Spectre non è certo tra i brani più famosi dei Radiohead e ha una genesi particolare, perché fu composto, su richiesta, per l’omonimo film del 2015 della serie di James Bond. Poi, qualcosa andò storto e il pezzo fu rifiutato, ma la band decise di farlo comunque uscire, il giorno di Natale, accompagnato da un tweet di Thom Yorke: “Non ha funzionato, ma è qualcosa di nostro che amiamo molto”. E anch’io.

Spectre unisce il senso di eterea desolazione di alcuni capolavori dei Radiohead al pianoforte – Pyramid song, su tutti – a un’eleganza in stile Bond, con l’arrangiamento orchestrale a opera di Jonny Greenwood. Non avevo mai pensato potesse essere anche una scelta musicale per un filmato da una città con gli edifici sventrati dalle bombe, invece sì.

My hunger burns a bullet hole
A spectre of my mortal soul

The only truth that I can see
Spectre has come for me

E noi, alle prese con i nostri spettri, che affrontiamo inermi la visione di un reportage di guerra.

La fine dei boomer

In questo periodo c’è una tendenza sempre più forte che si manifesta sui media, “nuovi” e “vecchi”: quella di schernire millennial e soprattutto generazione z da parte dei cosiddetti boomer, categoria di persone nate durante il baby boom, ma estendibile per mentalità anche a nascite avvenute negli anni ’70.

Prima o poi, in questa trappola ci si cade tutti, anche persone insospettabili, che magari si giustificano con il voler dare delle regole di buon vivere. Può darsi, ma spesso l’effetto è quello contrario.

Che Michele Serra da Fazio elenchi più di metà dei cantanti a Sanremo facendo la faccia stupita del “ma questi chi sono?” non fa ridere, ma fa soltanto compassione.

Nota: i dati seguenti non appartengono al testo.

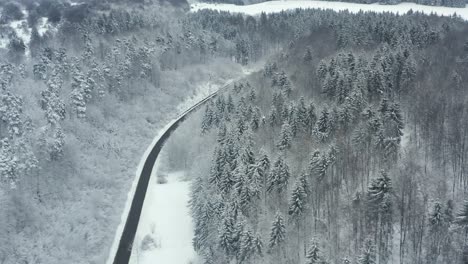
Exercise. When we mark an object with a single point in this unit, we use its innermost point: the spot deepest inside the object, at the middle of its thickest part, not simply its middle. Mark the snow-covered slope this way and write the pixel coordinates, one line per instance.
(278, 6)
(23, 31)
(165, 231)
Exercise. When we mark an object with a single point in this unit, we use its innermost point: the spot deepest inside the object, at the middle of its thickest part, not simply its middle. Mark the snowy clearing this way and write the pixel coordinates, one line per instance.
(278, 6)
(165, 231)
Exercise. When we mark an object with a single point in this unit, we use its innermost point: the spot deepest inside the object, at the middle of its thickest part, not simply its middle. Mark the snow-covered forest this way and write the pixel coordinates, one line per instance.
(348, 147)
(347, 143)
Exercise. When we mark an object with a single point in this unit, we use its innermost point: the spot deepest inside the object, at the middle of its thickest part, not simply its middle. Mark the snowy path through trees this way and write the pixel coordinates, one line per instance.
(278, 6)
(166, 229)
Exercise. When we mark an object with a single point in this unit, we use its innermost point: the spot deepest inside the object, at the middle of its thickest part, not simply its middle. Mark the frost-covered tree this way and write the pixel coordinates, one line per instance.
(285, 139)
(368, 254)
(278, 232)
(279, 176)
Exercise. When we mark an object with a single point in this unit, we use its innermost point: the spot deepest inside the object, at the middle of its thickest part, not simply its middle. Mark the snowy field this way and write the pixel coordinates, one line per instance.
(278, 6)
(165, 231)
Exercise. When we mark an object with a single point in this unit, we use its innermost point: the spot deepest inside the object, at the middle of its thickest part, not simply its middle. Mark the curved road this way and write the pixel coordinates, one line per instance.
(124, 249)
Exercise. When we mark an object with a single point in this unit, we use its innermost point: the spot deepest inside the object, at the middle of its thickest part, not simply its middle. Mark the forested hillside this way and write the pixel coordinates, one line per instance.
(447, 3)
(79, 104)
(348, 147)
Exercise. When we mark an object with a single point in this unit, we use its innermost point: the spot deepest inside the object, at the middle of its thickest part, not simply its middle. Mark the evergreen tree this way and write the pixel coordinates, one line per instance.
(298, 200)
(368, 255)
(207, 119)
(279, 176)
(285, 137)
(78, 95)
(314, 255)
(278, 231)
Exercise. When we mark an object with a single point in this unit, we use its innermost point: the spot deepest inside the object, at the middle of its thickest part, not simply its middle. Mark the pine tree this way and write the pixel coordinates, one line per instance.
(226, 238)
(247, 246)
(278, 231)
(314, 255)
(279, 176)
(323, 123)
(322, 71)
(207, 119)
(78, 95)
(368, 255)
(379, 213)
(285, 137)
(8, 162)
(462, 216)
(298, 200)
(308, 55)
(255, 123)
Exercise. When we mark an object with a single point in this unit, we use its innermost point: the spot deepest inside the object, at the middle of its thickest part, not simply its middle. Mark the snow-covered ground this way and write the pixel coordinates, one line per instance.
(278, 6)
(165, 231)
(23, 31)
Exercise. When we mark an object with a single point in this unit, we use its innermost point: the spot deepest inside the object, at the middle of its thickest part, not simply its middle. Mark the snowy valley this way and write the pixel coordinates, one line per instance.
(337, 135)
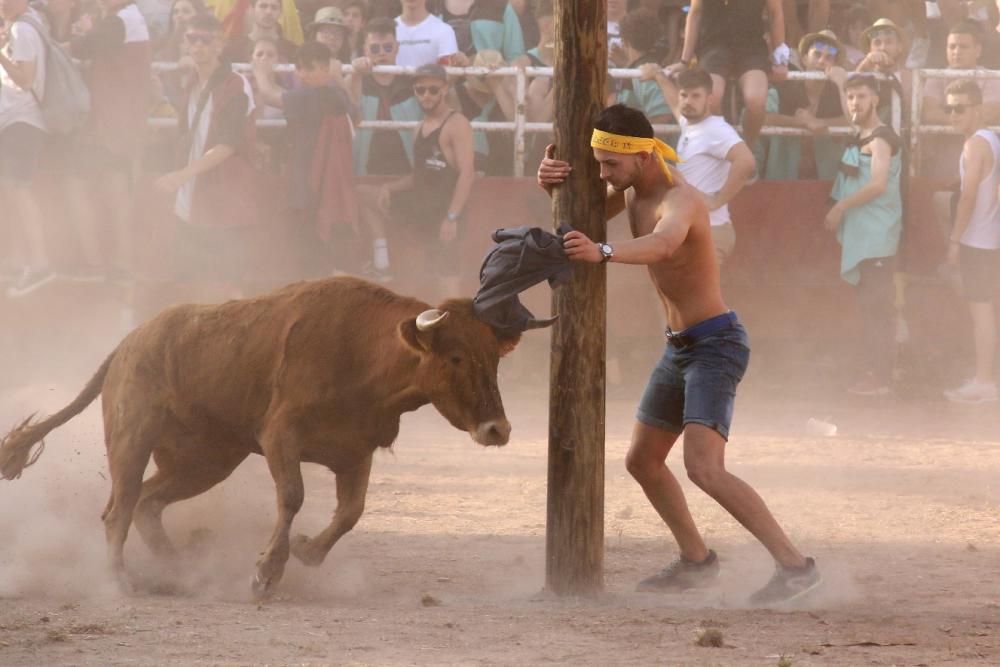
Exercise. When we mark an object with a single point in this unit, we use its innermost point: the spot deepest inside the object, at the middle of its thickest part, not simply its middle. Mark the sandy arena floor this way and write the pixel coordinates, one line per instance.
(901, 510)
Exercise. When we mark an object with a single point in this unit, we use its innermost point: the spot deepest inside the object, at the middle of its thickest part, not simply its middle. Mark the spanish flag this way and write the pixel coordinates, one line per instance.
(232, 13)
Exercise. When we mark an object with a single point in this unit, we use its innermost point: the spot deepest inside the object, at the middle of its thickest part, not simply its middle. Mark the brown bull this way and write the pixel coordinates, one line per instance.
(317, 372)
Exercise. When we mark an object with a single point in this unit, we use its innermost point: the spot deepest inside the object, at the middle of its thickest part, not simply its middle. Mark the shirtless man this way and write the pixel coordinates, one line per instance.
(693, 387)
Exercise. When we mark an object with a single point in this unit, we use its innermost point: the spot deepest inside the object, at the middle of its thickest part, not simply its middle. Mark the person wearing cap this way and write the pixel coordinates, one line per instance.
(811, 105)
(428, 203)
(489, 99)
(423, 37)
(330, 29)
(728, 40)
(692, 389)
(885, 48)
(265, 15)
(381, 96)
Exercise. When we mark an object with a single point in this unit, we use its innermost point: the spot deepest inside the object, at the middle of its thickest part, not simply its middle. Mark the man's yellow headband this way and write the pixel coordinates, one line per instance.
(617, 143)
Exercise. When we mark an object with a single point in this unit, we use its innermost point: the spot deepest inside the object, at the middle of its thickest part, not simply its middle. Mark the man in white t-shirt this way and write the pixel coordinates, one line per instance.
(974, 242)
(423, 38)
(22, 137)
(714, 158)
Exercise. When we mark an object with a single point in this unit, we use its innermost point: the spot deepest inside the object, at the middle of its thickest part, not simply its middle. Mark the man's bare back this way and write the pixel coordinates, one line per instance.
(687, 281)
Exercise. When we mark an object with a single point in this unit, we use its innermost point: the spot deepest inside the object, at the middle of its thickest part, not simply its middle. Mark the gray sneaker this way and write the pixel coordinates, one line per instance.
(788, 584)
(682, 574)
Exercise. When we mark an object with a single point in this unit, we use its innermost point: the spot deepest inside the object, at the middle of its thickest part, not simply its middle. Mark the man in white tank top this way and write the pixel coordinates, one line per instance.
(974, 243)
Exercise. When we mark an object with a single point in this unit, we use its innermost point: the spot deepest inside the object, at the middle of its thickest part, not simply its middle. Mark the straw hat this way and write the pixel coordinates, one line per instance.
(484, 58)
(880, 26)
(826, 36)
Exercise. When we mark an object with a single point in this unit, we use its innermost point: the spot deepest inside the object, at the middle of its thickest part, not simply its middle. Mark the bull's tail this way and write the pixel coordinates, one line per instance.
(15, 447)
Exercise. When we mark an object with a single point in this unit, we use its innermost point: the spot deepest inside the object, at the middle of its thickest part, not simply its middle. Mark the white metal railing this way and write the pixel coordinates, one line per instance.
(519, 126)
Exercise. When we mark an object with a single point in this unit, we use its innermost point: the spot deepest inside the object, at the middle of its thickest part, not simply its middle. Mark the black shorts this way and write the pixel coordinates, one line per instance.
(980, 273)
(20, 146)
(420, 217)
(732, 62)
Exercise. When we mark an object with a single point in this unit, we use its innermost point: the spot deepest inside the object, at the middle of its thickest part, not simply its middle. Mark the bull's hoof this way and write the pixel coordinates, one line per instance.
(302, 549)
(261, 587)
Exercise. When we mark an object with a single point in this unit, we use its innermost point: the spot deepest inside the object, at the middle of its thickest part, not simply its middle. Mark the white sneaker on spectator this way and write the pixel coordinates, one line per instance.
(375, 274)
(31, 280)
(973, 391)
(868, 385)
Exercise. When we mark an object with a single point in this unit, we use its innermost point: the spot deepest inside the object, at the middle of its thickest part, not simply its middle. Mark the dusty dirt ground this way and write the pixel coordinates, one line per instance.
(901, 510)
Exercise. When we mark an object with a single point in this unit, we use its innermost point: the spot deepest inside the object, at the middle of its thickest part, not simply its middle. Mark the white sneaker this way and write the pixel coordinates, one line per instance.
(973, 392)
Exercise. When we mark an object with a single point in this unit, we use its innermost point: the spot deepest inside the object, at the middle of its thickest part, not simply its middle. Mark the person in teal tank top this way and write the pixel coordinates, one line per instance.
(868, 220)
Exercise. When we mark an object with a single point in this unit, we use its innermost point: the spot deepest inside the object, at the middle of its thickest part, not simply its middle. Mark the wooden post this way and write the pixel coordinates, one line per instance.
(574, 537)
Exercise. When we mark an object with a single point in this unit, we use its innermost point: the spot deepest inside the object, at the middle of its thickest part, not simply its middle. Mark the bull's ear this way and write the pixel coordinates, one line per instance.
(413, 337)
(508, 343)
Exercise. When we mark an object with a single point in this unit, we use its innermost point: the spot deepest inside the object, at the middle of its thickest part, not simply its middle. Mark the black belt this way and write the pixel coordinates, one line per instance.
(692, 334)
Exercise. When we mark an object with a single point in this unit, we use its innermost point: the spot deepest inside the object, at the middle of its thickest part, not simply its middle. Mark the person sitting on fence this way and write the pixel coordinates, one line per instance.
(105, 155)
(489, 98)
(867, 219)
(265, 15)
(964, 51)
(320, 183)
(728, 39)
(481, 25)
(427, 204)
(379, 96)
(616, 10)
(974, 241)
(22, 137)
(814, 106)
(331, 29)
(423, 38)
(213, 183)
(639, 30)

A parte che la generazione z ignora giustamente chi sia Michele Serra, ma invece – a proposito di boomer e di Sanremo – conosceva già Drusilla Foer per i suoi video su You Tube.

Che Veronica Pivetti cerchi di intervenire sulla comicità surreale di Valerio Lundini sbagliando modi e tempi – che invece sono la forza di Lundini – anche in questo caso non fa ridere, ma fa soltanto l’effetto di voler comunque rubare la scena.

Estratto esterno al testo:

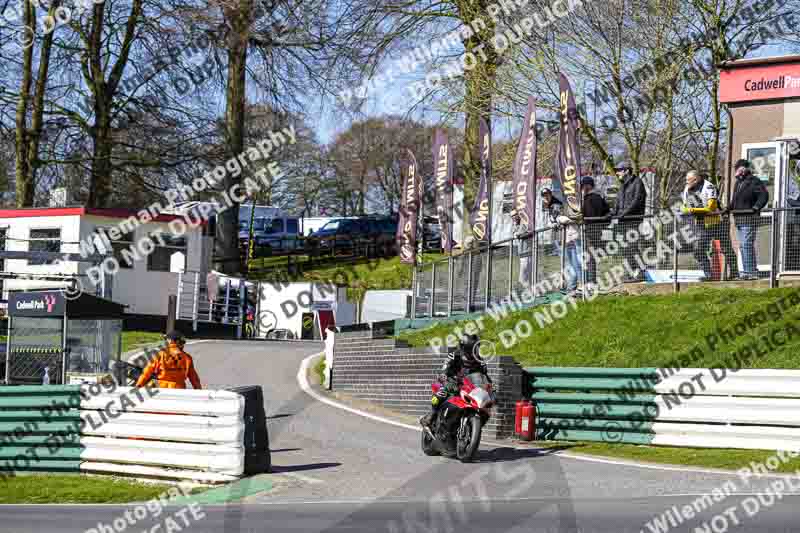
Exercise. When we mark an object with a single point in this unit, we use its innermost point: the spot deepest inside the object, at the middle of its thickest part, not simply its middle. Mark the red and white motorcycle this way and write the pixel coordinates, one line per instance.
(456, 430)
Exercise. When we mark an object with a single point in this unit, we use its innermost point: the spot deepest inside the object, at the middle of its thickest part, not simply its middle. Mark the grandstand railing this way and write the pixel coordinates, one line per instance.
(604, 254)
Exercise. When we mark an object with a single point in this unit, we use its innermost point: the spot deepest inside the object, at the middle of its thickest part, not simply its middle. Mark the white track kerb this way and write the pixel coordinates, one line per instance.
(302, 381)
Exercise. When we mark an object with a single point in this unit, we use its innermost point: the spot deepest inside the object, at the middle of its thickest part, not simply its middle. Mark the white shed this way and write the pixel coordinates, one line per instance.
(142, 283)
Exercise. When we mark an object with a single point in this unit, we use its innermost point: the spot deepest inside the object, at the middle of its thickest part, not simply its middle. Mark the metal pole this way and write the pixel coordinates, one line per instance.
(511, 267)
(8, 351)
(450, 277)
(535, 262)
(195, 298)
(581, 261)
(179, 291)
(468, 299)
(433, 289)
(676, 288)
(64, 333)
(488, 277)
(414, 280)
(563, 238)
(239, 326)
(773, 250)
(172, 305)
(227, 298)
(257, 325)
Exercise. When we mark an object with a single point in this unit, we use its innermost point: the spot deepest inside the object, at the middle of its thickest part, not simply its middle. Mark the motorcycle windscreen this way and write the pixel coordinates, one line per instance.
(481, 397)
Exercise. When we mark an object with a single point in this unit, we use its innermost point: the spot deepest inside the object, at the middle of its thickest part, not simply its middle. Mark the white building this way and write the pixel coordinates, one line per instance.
(143, 284)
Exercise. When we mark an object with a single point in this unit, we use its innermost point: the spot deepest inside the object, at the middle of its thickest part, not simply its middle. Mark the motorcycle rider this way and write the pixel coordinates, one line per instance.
(171, 366)
(463, 360)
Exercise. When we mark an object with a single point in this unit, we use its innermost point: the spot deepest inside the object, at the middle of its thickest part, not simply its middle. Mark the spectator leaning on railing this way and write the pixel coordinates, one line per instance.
(553, 206)
(701, 202)
(749, 198)
(631, 202)
(592, 206)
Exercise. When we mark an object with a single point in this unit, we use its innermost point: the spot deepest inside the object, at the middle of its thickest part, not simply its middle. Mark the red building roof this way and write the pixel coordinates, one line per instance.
(79, 211)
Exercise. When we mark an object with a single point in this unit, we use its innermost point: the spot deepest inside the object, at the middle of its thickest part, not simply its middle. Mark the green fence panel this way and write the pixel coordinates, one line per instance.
(39, 429)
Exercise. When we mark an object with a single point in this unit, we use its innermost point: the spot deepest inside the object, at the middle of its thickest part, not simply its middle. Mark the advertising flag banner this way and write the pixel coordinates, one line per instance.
(481, 225)
(524, 184)
(568, 161)
(409, 210)
(443, 175)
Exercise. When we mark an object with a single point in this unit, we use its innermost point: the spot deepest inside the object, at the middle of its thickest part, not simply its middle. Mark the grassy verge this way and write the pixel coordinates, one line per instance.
(724, 458)
(75, 488)
(647, 331)
(137, 339)
(641, 331)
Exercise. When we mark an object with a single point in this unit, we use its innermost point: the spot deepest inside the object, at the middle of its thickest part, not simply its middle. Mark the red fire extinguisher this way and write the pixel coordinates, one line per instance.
(525, 421)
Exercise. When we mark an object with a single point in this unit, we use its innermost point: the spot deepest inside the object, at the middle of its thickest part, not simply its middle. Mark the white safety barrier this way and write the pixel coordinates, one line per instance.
(173, 433)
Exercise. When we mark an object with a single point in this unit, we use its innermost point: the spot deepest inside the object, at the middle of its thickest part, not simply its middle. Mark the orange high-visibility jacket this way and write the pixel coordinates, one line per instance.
(172, 367)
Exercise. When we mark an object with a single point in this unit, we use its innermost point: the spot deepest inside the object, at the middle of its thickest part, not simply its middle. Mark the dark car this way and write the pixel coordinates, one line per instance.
(368, 235)
(273, 236)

Che si sbeffeggino le ragazze e i ragazzi che scendono in piazza per cambiare la maturità, a cosa serve? Né alla loro di maturità, né alla nostra.

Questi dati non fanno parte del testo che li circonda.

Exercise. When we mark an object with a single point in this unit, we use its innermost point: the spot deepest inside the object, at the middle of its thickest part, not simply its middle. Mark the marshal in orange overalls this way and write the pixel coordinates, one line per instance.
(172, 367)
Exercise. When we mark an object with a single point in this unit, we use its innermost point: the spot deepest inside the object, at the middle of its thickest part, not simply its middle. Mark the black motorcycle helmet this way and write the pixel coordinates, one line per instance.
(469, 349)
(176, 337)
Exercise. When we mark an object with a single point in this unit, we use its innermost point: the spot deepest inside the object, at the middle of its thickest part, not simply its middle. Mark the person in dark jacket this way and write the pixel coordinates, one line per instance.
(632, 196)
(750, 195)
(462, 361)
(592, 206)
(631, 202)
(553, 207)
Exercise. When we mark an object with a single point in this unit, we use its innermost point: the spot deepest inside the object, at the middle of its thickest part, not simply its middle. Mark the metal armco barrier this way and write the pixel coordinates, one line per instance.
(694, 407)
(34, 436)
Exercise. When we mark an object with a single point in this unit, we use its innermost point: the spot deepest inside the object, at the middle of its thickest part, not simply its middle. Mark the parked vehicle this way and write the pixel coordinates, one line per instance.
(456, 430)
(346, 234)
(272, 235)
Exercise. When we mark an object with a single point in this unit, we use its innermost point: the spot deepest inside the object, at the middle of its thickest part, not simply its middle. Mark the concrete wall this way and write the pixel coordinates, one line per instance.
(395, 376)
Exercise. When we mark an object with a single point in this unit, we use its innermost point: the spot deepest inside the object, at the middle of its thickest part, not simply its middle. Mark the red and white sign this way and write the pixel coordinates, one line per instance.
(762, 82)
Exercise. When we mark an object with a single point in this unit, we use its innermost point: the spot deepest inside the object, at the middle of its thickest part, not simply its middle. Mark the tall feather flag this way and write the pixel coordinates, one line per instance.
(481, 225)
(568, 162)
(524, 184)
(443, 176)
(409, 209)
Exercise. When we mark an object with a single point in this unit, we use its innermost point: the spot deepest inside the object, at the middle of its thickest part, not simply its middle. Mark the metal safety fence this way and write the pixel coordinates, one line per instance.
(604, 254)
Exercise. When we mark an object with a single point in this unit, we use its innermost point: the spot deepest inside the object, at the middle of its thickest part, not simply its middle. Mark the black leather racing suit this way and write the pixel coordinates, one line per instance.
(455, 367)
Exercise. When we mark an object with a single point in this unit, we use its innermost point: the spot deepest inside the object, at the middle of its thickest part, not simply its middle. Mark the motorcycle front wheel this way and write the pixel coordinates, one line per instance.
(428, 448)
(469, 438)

Eppure, le forze di boomer e generazione z si possono unire: quando capita, per fortuna non così di rado, la miscela diventa interessante. Ad esempio sul lavoro, dove finalmente – almeno in alcune realtà – stiamo assistendo a un ricambio che sta portando del bene a entrambe le forze. Ci vuole un briciolo di intelligenza emotiva, che entrambe possiedono, ma che è necessario coltivare.

Spesso, invece, l’intelligenza emotiva nei boomer e affini cede il passo a un desiderio di continua riaffermazione, che a parer mio nasconde un’unica, ma enorme paura: quella del tempo che passa e della fine che si avvicina.

Sarò ancora in grado di fare questo domani? Se domani andrò in una città che mi piace, sarà l’ultima volta che la rivedrò? E così via. Accade, già alla mia età. Ed è difficile, molto, farci i conti. Diventa quindi più comodo schernire chi ancora della vita non ha capito nulla, secondo noi.